先日、食事が上手く食べれない、水も上手く飲めなくなってしまったという犬さんが来院しました。
身体検査、神経学的検査、血液検査など実施させてもらい、除外診断から三叉神経麻痺を発症していることが分かりました。明確な原因は不明なため、特発性三叉神経麻痺と診断しました。
*医学用語に【特発性疾患(とくはつせいしっかん)】という呼び名があります。特別な原因が見当たらないのに発病することを意味します。

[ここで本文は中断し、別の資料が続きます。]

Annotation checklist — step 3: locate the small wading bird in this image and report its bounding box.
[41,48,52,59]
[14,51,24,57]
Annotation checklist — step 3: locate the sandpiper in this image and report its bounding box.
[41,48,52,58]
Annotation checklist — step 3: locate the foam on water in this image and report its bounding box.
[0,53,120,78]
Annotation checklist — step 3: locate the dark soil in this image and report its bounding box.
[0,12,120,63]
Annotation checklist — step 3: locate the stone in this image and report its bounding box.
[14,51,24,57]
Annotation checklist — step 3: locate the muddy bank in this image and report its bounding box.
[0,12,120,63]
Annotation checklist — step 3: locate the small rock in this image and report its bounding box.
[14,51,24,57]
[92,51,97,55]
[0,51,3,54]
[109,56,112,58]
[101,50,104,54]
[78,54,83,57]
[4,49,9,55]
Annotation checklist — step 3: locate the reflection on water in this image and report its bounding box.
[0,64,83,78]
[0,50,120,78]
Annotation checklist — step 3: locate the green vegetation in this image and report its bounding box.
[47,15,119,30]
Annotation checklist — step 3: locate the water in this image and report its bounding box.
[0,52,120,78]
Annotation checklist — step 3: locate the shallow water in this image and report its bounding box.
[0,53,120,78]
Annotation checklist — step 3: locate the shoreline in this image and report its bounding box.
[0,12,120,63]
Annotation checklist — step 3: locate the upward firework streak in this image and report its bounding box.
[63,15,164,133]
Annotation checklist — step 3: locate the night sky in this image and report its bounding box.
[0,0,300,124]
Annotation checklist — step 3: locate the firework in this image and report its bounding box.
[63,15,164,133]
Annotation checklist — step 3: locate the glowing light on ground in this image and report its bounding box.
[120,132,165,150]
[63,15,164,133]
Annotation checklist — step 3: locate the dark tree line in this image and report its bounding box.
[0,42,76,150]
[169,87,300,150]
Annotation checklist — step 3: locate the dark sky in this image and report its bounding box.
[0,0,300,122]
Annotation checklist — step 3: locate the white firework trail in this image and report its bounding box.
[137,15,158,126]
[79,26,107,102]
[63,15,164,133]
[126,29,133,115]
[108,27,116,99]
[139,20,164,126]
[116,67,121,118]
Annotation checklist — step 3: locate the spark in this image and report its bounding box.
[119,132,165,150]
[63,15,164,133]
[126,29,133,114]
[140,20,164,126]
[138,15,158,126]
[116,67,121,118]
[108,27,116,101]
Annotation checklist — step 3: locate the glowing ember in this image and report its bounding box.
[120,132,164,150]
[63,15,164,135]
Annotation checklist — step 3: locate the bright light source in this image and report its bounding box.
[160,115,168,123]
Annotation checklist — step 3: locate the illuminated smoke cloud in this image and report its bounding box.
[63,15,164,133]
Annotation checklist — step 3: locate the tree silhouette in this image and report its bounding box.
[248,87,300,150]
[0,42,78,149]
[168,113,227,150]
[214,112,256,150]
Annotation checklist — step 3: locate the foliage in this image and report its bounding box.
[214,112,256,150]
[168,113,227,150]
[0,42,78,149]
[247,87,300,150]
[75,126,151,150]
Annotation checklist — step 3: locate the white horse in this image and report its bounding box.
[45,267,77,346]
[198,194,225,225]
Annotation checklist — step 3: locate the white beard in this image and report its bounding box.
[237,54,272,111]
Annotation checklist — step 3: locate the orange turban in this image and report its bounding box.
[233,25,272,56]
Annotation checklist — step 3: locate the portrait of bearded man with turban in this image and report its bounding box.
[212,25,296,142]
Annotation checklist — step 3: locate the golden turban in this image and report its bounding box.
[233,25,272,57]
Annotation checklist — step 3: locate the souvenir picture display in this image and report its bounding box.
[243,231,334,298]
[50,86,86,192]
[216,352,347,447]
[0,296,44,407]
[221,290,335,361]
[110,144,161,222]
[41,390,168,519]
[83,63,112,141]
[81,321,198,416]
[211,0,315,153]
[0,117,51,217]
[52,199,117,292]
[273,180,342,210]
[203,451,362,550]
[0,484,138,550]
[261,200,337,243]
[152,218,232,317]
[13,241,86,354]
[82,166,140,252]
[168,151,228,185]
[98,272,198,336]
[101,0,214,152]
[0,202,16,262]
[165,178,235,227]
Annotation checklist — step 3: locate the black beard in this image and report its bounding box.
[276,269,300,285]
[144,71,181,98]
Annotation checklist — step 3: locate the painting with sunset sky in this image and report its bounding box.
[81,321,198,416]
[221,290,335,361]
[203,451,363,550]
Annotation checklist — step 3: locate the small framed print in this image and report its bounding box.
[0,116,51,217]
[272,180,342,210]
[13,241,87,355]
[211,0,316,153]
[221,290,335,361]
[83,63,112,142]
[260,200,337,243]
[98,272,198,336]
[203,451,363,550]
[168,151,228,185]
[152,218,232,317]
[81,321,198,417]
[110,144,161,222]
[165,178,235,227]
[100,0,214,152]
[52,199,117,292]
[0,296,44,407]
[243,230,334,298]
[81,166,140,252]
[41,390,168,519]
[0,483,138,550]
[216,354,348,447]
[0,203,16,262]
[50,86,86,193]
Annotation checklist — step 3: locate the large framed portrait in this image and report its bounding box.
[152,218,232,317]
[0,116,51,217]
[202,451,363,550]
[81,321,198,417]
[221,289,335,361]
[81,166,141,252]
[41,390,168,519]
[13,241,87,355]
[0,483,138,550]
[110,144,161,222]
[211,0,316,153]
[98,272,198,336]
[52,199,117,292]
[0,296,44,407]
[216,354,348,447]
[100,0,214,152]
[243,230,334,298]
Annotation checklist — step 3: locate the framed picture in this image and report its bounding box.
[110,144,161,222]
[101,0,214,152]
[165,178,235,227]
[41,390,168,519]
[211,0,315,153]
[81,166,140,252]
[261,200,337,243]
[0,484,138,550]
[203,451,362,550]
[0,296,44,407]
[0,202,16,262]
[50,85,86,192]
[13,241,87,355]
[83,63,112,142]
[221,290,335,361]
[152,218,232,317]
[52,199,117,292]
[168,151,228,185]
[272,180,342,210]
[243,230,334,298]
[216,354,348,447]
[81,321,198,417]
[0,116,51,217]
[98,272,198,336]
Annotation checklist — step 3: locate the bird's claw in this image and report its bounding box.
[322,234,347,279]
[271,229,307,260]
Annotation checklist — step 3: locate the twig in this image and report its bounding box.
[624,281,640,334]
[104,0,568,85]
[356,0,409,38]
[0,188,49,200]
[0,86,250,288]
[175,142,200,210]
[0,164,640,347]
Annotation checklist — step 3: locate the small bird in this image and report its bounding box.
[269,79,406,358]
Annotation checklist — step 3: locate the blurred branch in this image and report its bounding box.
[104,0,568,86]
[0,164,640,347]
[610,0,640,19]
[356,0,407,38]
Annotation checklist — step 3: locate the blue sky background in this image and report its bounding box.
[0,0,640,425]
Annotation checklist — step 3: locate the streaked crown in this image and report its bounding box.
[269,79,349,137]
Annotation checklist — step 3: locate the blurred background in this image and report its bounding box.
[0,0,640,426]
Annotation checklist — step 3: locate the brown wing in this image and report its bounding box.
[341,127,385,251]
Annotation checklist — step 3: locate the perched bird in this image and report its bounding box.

三叉神経(さんさしんけい)とは、12対の脳神経のひとつであり、第Ⅴ神経にあたります。
三叉神経は、眼神経、上顎神経、下顎神経に3つに分かれることから、三叉神経と呼ばれます。
三叉神経麻痺の症状としては、
・口が閉じない(下顎が下がっている)
・人が口の開閉をするのは容易にできる(抵抗性がない)
・よだれが多量に出る
・かむときに使う筋肉(咀嚼筋:そしゃくきん)がやせる
・感覚異常の影響から顔を掻いたり、こすったりする
などがあります。
また、顔面神経麻痺やホルネル症候群が併発することもあります。
特発性以外の原因としては、免疫異常、ジステンパーウイルス感染症、脳の炎症性疾患や腫瘍などが挙げられます。
治療は、原因疾患が分かっている場合にはその治療を行います。
特発性の場合、一般的に麻痺は一時的のため、自然治癒するまで食事や飲水の介助をします。飲み込むことはできるので、フードを柔らかくして口に入れてあげたりしてもらいます。
食事の様子に変化を感じるときなど、診察することをおすすめします。